With plans to target the corporate market, Swedish telecommunications operator Telia and Ericsson Inc. are testing a new dual-mode telephone that will allow users to seamlessly switch from private wireless networks to the public cellular network.
Telia and Ericsson said they are jointly testing a dual-mode handset that can operate on Digital European Cordless Telecommunications-based private systems as well as Global System for Mobile communications networks. Initially, the companies plan to deploy 5,000 models of the GSM/DECT digital wireless phone in Sweden starting next year, Ericsson said.
Used throughout Europe, DECT is an in-building communications system based on Time Division Multiple Access technology. Each company’s DECT system is a private network accessed through cordless office phones. GSM systems also are based on TDMA technology.

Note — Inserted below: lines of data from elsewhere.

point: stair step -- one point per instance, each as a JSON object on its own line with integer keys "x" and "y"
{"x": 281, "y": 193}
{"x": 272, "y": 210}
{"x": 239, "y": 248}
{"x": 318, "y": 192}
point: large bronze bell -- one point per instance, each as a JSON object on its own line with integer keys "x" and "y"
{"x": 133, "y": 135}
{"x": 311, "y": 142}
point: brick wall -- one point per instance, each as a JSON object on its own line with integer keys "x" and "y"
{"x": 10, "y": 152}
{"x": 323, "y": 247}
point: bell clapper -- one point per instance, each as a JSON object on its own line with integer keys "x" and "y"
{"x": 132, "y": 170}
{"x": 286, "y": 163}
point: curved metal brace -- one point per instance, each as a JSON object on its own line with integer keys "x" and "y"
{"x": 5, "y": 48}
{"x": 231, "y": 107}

Dual-mode GSM/DECT phones will first try connecting with the user’s DECT network. If the user is beyond the range of DECT service, the phone will automatically connect to the public GSM network.
In Sweden, constant mobility is in great demand, according to Vladimir Durowich, Telia’s product manager for corporate mobility. DECT use is growing rapidly and Sweden’s cellular penetration is high, the companies said.
Mid- to large-sized businesses comprise the bulk of DECT customers. About half of the phone extensions within these companies are cordless, Durowich said. About 10 large companies throughout Sweden have expressed strong interest in the GSM/DECT innovation, Durowich noted. Plans call for the phones to be delivered over a 12-month period, beginning first quarter 1996.
User cost for the dual-mode phones has not been determined, but Durowich estimated the price would fall into the $600-$700 range, at the current exchange rate. The service will most likely cost between 20 percent and 25 percent more than stand-alone GSM cellular service, Durowich added.
After activating service in the corporate market, Telia will target other user types as well, Durowich said.
Telia has operated as a private company since the early 1980s when cellular telephony was introduced in Sweden. However, the Swedish government still owns 100 percent stock in Telia. Telia also is part of the Unisource alliance with other European countries and has formed a wireless telecommunications venture with AT&T Corp., called Uniworld, to serve corporate customers with global communications needs.